The first case shows the affirmative value of CSF biomarkers, when the combination of Aβ42 and p-tau indicates that a diagnosis of AD with vascular disease is more likely than VaD. The second case report displays the use of CSF biomarkers when the differential diagnosis is broader. In addition, more diagnostic certainty was desired because the patient came for re-evaluation, and MRI had not led to a clear-cut diagnosis. The third case shows an example of a patient group in which MRI cannot be performed. Other conditions that exclude MRI scanning include having a cardiac pacemaker or claustrophobia. As an alternative a CT-scan can be performed to search for white matter lesions and to exclude a tumor, but the diagnostic value of CT-images is limited by the lower resolution and lower sensitivity for vascular lesions. Moreover, visualization of the temporal horn requires additional reconstruction, and CT more often leads to scatter artifacts. Therefore, CSF analysis is regarded as a better alternative, when a lumbar puncture is not contra-indicated, e.g. in case of structural lesions.

The latest guidelines state that CSF analysis can be valuable in AD diagnostic workup only as an add-on diagnostic tool [21]. In certain cases, the CSF biomarkers can be of help in the differential diagnosis, both for confirming and excluding a diagnosis of AD. Due to practical and occasionally medical circumstances, CSF analysis is not suitable to be used as a primary diagnostic tool for all patients investigated at a memory clinic. However, neither the invasiveness of lumbar puncture nor post-puncture complaints are any longer a serious concern with modern techniques, especially in older patients. In a large series with over 2,000 patients zero complications have occurred, and the percentage of older patients suffering from post-lumbar-puncture pain is low, ranging from 0.9% to 4.1% [27,28,29].

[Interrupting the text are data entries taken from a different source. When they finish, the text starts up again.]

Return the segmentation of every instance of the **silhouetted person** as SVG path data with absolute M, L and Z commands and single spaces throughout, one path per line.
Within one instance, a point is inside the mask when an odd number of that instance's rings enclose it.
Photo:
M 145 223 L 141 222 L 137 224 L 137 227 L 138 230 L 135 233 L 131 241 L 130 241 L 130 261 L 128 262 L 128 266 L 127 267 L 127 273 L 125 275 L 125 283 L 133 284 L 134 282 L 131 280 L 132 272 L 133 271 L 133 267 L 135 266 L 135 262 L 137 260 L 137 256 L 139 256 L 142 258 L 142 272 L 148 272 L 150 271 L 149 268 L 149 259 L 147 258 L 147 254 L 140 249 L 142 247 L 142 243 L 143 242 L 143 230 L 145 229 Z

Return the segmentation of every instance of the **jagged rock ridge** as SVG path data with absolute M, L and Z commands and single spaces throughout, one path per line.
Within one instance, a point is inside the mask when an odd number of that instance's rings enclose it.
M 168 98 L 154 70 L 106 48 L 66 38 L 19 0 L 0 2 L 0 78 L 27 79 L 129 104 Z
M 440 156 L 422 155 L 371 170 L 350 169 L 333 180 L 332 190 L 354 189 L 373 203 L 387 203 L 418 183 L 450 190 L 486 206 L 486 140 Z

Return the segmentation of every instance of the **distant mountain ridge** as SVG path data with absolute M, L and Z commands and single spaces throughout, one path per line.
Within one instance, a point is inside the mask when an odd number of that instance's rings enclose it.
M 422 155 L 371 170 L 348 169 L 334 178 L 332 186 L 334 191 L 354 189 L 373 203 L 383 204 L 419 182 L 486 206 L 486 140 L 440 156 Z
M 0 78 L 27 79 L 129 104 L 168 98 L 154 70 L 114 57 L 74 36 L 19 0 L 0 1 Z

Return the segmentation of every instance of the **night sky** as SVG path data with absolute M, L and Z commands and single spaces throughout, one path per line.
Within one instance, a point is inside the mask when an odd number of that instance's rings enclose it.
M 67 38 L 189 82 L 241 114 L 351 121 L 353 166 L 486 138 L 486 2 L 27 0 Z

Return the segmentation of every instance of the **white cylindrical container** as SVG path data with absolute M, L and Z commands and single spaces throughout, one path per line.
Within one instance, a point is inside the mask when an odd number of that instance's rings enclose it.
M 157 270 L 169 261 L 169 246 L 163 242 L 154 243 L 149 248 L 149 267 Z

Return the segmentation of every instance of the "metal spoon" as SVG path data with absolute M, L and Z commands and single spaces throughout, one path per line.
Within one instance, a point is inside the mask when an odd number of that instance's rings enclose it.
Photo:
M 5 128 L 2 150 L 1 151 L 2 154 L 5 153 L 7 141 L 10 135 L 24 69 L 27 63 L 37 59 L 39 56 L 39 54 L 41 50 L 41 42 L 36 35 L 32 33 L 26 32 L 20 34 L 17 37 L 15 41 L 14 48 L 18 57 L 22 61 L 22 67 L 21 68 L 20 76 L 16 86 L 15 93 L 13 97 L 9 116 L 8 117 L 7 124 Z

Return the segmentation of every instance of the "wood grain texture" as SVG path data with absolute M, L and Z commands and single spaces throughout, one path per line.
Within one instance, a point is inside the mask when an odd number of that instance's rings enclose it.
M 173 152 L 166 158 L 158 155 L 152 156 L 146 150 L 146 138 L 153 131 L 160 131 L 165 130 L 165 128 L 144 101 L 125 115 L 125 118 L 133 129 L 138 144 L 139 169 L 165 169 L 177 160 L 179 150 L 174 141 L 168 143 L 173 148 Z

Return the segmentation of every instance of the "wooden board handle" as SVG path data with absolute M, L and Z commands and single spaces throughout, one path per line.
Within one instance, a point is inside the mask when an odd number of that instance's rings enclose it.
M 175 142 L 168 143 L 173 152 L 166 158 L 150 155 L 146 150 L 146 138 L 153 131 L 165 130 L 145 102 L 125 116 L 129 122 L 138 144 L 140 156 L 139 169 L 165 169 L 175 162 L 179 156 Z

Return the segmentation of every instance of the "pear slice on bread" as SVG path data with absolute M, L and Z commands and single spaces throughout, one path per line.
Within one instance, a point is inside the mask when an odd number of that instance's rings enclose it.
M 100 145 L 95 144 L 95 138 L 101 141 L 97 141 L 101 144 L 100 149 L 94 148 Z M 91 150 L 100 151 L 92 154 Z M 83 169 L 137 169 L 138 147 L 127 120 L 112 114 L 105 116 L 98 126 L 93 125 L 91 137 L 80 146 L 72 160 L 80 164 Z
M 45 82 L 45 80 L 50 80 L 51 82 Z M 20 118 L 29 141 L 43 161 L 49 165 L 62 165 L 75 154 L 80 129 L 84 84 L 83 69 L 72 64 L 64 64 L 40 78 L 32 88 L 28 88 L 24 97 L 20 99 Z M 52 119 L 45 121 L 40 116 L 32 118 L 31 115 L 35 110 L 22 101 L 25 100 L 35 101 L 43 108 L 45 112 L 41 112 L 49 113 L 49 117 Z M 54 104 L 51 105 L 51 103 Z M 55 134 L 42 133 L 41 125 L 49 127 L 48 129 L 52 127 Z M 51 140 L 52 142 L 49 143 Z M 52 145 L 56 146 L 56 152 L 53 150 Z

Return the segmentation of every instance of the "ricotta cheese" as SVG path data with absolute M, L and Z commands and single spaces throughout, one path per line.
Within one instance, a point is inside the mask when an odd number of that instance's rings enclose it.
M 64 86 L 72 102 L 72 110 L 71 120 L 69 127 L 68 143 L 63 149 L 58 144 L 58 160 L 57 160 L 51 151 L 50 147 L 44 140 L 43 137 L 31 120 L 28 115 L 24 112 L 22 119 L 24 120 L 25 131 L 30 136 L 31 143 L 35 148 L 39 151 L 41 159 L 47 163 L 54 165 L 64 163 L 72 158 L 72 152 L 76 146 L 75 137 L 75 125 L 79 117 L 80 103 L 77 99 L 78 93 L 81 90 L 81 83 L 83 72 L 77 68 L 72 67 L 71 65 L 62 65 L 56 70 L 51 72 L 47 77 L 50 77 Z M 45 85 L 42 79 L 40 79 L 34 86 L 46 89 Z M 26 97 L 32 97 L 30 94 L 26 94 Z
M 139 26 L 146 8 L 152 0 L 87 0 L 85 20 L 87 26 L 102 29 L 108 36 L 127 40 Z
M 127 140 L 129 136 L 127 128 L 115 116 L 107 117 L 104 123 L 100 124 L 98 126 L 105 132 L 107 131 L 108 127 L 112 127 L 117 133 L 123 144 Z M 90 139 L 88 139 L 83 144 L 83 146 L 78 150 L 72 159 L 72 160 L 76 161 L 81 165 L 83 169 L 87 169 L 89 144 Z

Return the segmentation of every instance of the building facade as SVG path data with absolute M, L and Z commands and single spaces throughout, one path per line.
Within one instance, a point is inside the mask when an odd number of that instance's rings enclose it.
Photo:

It might be argued that CSF analysis is limited by the high inter-laboratory coefficient of variation [30, 31]. Even though processing and storage conditions have been standardized, inter-laboratory and intra-laboratory variation is still considerable [32]. However, once reference values have been established within the same laboratory, test results can be compared and reproduced. In a previously performed retrospective diagnostic validation study of Aβ42, t-tau and p-tau in dementia we calculated optimal cut-offs for our population [33], because applying previously published criteria resulted in less optimal test results, e.g. for the Hansson criteria a sensitivity of 69% and a specificity of 61% [7]. Using these reference values we can reliably generate CSF biomarker values with a sensitivity of 96% and a specificity of 97%, and draw firm conclusions from them [22].

So far, all CSF biomarkers studies have been carried out in selected patient cohorts as part of retrospective case control studies or in expert referral clinics, and predetermined cut-off values were usually not applied. Prospective studies should further demonstrate the discriminative value of CSF analysis in clinical practice. An example is a recent study showing the prognostic value of CSF biomarkers in patients with mild cognitive impairment [34]. We feel that, in spite of its limitations, CSF analysis already is a valuable add-on diagnostic measure, as illustrated by these case reports, in which predetermined cut-offs were used. The prevailing guidelines, therefore, should be updated to ensure consensus on the CSF application in clinical practice.

Sources of Support

M.M.V. is supported by a Zon-MW Innovational Research grant (Vidi program No. 917.46.331).